In the present study, ATRA decreased the proliferation of thyroid cancer cells, which has been previously observed in other studies of thyroid cancer cells (9,25,26), as well as in other types of cancer cells, including pancreatic cancer (6), leukemia (7) and breast cancer (8). In addition, the present study showed that ATRA modulates a number of proteins involved in EMT in a way that indicates ATRA should inhibit EMT. Previous studies have shown that ATRA increases the expression of NIS, E-cadherin and CK18, and decreases the expression of vimentin, uPA, uPAR and fibronectin (27–29), as was observed in the present study. These effects should help to decrease EMT in thyroid cancers and maintain NIS potency.

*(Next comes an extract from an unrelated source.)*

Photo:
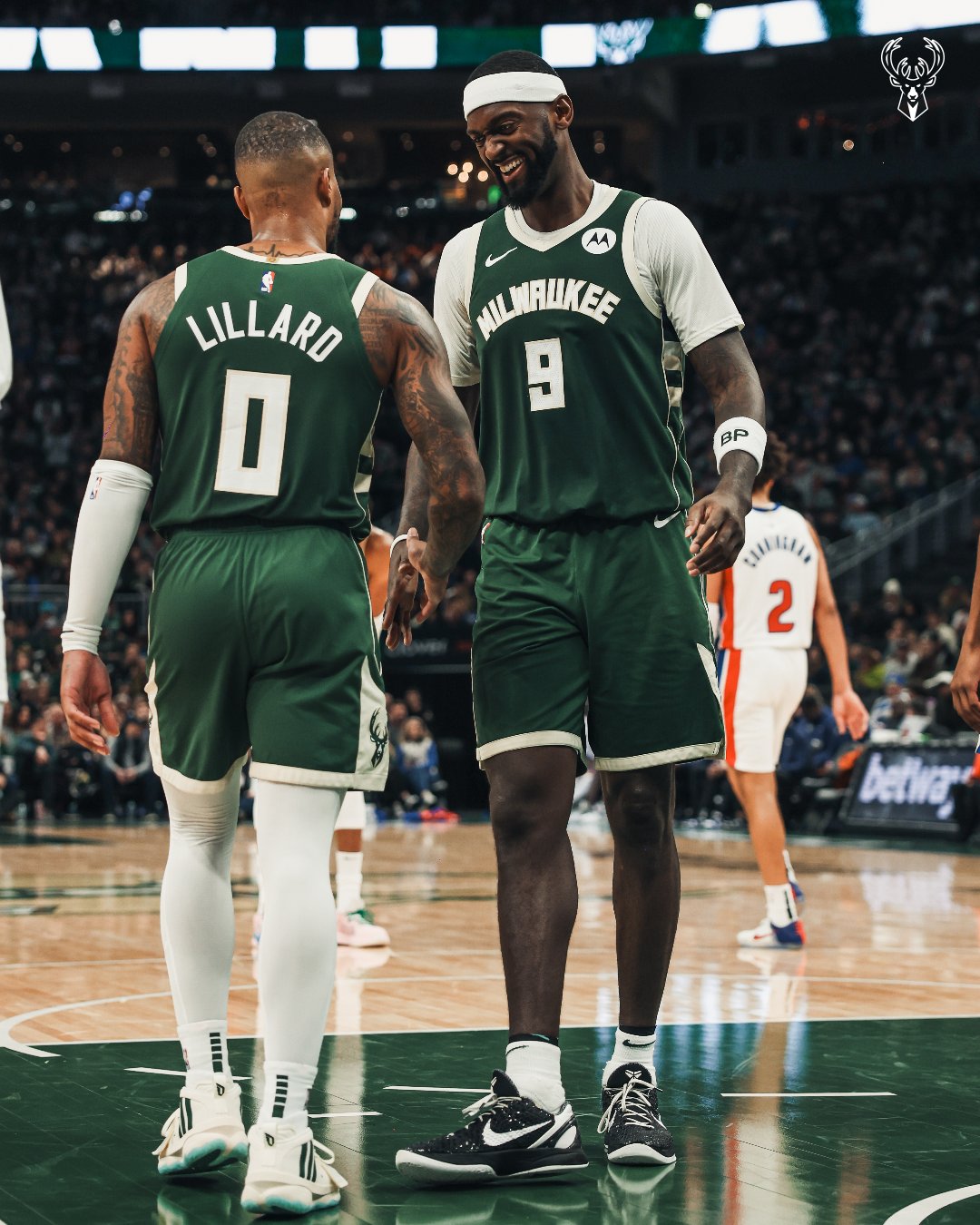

Furthermore, ATRA has been shown to inhibit the proliferation and invasiveness of SW1736 cells by downregulating the transcriptional activity of β-catenin (14,19). β-catenin also participates in the proliferation and invasiveness of cancer cells by modulating the Wnt/β-catenin pathway. Inhibiting the Wnt/β-catenin pathway has been shown to suppress breast cancer metastatic spread (30) and to inhibit gastric cancer stem cells (31). Therefore, the use of ATRA in thyroid cancer could affect three aspects, consisting of NIS upregulation, EMT inhibition and proliferation and invasiveness inhibition. Nevertheless, additional studies remain necessary to obtain a more comprehensive understanding of the mechanisms involved.

In conclusion, ATRA increased iodine uptake and inhibited proliferation and invasion of human anaplastic thyroid carcinoma SW1736 cells. Inhibition of β-catenin phosphorylation may be involved in this process. ATRA could be used to improve the isotope sensitivity of anaplastic thyroid carcinoma.